2017-03-06

Though the occult use of the arts is a practice that stretches back as far as prehistory, there is a disproportionately small amount of information about the topic. The details of candle spells or moon rituals can be summoned with a keystroke, but the use of creative expression for magical effects is still little discussed, as mysterious a subject as any in the world of occultism.

Therefore, a title such as Tarl Warwick‘s The Principles of Sonic Occultism: Sound as Magic is surely a tantalizing one, and more so for music fans with an interest in paganism. The book jacket’s statement that it aims to make the use of sonic occultism “easier for the practicing witch or warlock” intensifies the allure, suggesting the secure delivery of useful secrets.

It happens that the content of the book is far less focused than the title might indicate. Warwick digresses often. His mental store of interesting information certainly salvages many of these digressions. However, they accumulate over the course of the book, resulting in a strain that might cause the reader to wonder when the title’s promise will be fulfilled.

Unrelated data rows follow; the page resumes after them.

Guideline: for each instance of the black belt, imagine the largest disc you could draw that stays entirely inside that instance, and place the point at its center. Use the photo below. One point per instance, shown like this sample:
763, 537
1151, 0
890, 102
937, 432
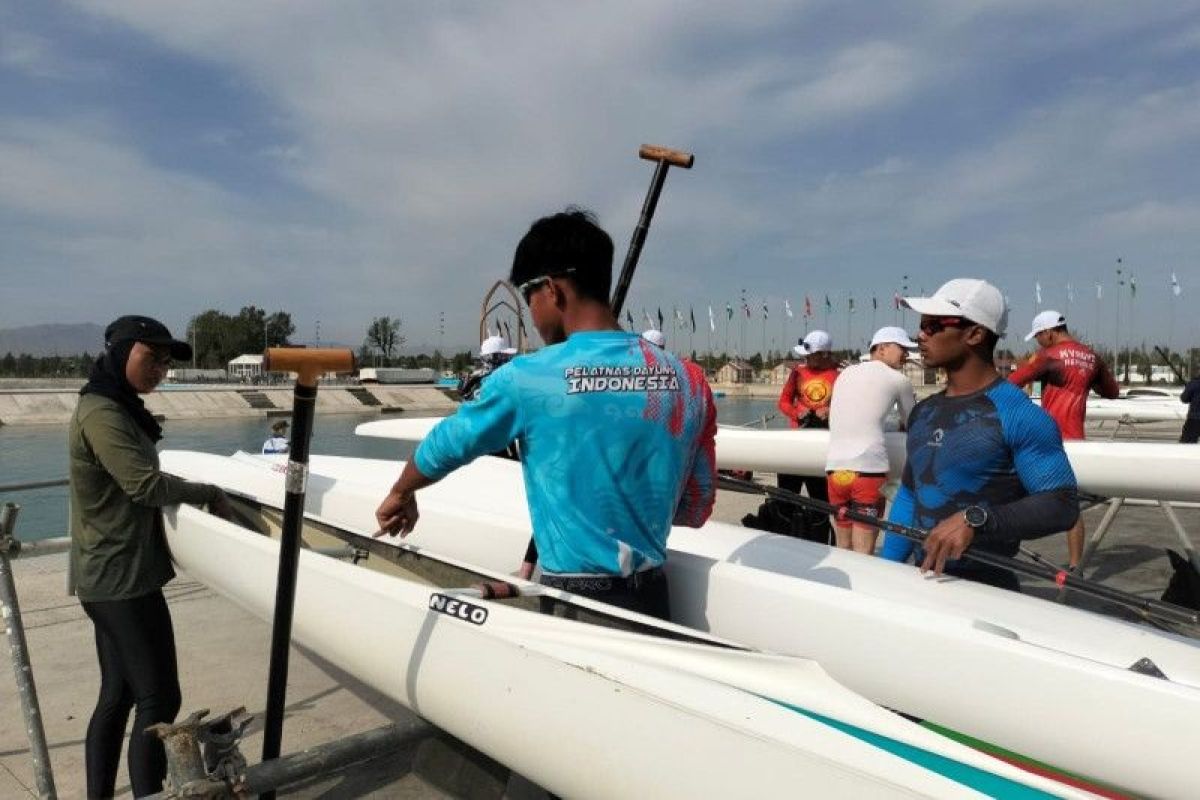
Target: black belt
603, 582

A second burden on the reader is Warwick’s diction, which reaches beyond his range and convolutes much of what should be simple. It is obvious from his many YouTube videos that he writes in the same way that he talks. This is a common but mistaken approach to writing that overlooks the vast psychological differences between reading and listening. On video, Warwick is an engaging speaker:  insightful, knowledgeable, and easy to follow. However, when his manner of speaking is translated to text, it can become jumbled:

“The fact that there is an involuntary hemorrhaging of energy and willpower to whatever purpose I happen to design is meaningless in the absence of an objective reason not to use it how I see fit. That is not to say that I abuse these forces; from a purely pragmatic perspective in the absence of any moral hangups at all it doesn’t make sense to harm those who have formed a rather large captive audience to donate energy to occult rituals—as such the rituals are not designed to impart harm to anyone participating, even if it is possible to do so.”

The patient reader will find that Warwick does eventually deliver the principles that are announced by the book’s title. Before that, though, he takes a sizeable portion of Sonic Occultism‘s 130 pages to make a more general examination of the subject. The relationship between sound and human spirituality is vast enough a subject to fill several volumes or more. However, Warwick limits his scope to what he already knows and thinks about the matter, writing more in the mode of an informed opinion piece than researched scholarship. In time, it becomes clear that Warwick is motivated not just by a desire to explain sonic occultism but to also express his views on music and occultism more generally, along with a handful of other topics with minimal connection to the book’s main idea.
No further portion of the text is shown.